Vanishing Bones Disease – Mysterious Condition Causes Sufferers’ Bones to Slowly Disappear

Despite the amazing scientific advances we have made in the last century, there are still many medical cases that can’t be fully explained. Vanishing Bones Syndrome sounds like something straight out of an episode of House MD, but doctors at the Royal Infirmary of Edinburgh in Scotland encountered a case of this bizarre condition in a 44-year-old woman.

Also known as Gorham-Stout disease, this extremely rare condition causes the sufferer to experience progressive bone loss. The disease is so uncommon that there has only ever been 64 recorded cases in medical literature since it was first described in 1838. In a healthy person, bones are constantly rebuilding themselves to help maintain their strength, and Gorham-Stout disease is believed to be a malfunction of this process; the bone breaks itself down faster than it can repair itself.

Photo: rawpixel/Pixabay

Because the condition is so rare, it can be very difficult to diagnose. In the case of the woman in Edinburgh, she first went to the doctor complaining of pain in her left shoulder. An X-ray was performed, revealing a lesion on her humerus bone. This led doctors to believe that she might have cancer; however, her biopsy results proved to be inconclusive.

Over the next year and a half, her symptoms got progressively worse, but doctors were still stumped and unable to provide a concrete diagnosis. The woman experienced pain and swelling in her arm, and even so much as a minor bump could result in an agonizing fracture.

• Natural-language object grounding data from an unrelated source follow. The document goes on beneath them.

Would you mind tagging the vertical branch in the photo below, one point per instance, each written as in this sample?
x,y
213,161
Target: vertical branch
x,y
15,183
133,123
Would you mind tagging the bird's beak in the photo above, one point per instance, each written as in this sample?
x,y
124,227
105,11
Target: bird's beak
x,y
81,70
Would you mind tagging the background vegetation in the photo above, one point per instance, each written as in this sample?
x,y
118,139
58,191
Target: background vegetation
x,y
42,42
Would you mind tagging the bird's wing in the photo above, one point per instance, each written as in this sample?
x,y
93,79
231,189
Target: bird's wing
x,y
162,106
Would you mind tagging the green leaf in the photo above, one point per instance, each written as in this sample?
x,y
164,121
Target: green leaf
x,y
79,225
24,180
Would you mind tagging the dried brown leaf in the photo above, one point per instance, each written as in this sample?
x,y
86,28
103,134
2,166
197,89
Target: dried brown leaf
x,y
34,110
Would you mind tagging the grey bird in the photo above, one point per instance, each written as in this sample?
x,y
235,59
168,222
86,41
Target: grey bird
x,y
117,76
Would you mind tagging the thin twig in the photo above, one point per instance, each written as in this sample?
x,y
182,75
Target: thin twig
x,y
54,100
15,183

After 18 long months, doctors were finally able to provide some answers. By carefully looking at her X-rays, doctors noticed that both her humerus and ulnar bone were becoming progressively fainter after each scan. Additional testing confirmed that her bones were literally disappearing; strangely enough, blood vessel growths were replacing her bone tissue.

Photo: BMJ Case Reports

However, the long road to this woman’s diagnosis wasn’t down to incompetence; this rare disease is incredibly difficult for doctors to detect. Our current, limited understanding of the condition is that it can affect any bone in patients of any age or gender. To make matters worse, we still have no idea what causes the disease.

Due to its rarity, there is no standardized treatment for Gorham-Stout disease. Doctors may choose to take a surgical approach by either removing the affected areas of bone or by grafting new bone to help encourage it to repair itself. Other treatment options include radiation therapy or drug prescription.

Despite the terrifying nature of this affliction, there is some good news: Not only is the condition incredibly unlikely to afflict you, but it is also usually benign. The disease is only fatal if it spreads to the vertebra.


Strange conditions such as Gorham-Stout disease highlight just how little we actually understand about the human body and disease. Sure, we can cure previously lethal illness with a single pill, but there is still so much that we don’t grasp. IBM estimates that there are over 12,000 different diseases out there, and so far, we have only been able to eliminate one of those—smallpox. Future generations will likely look back on 21st century medical practices with amusement, just as we do when looking at the techniques and presumptions of the past.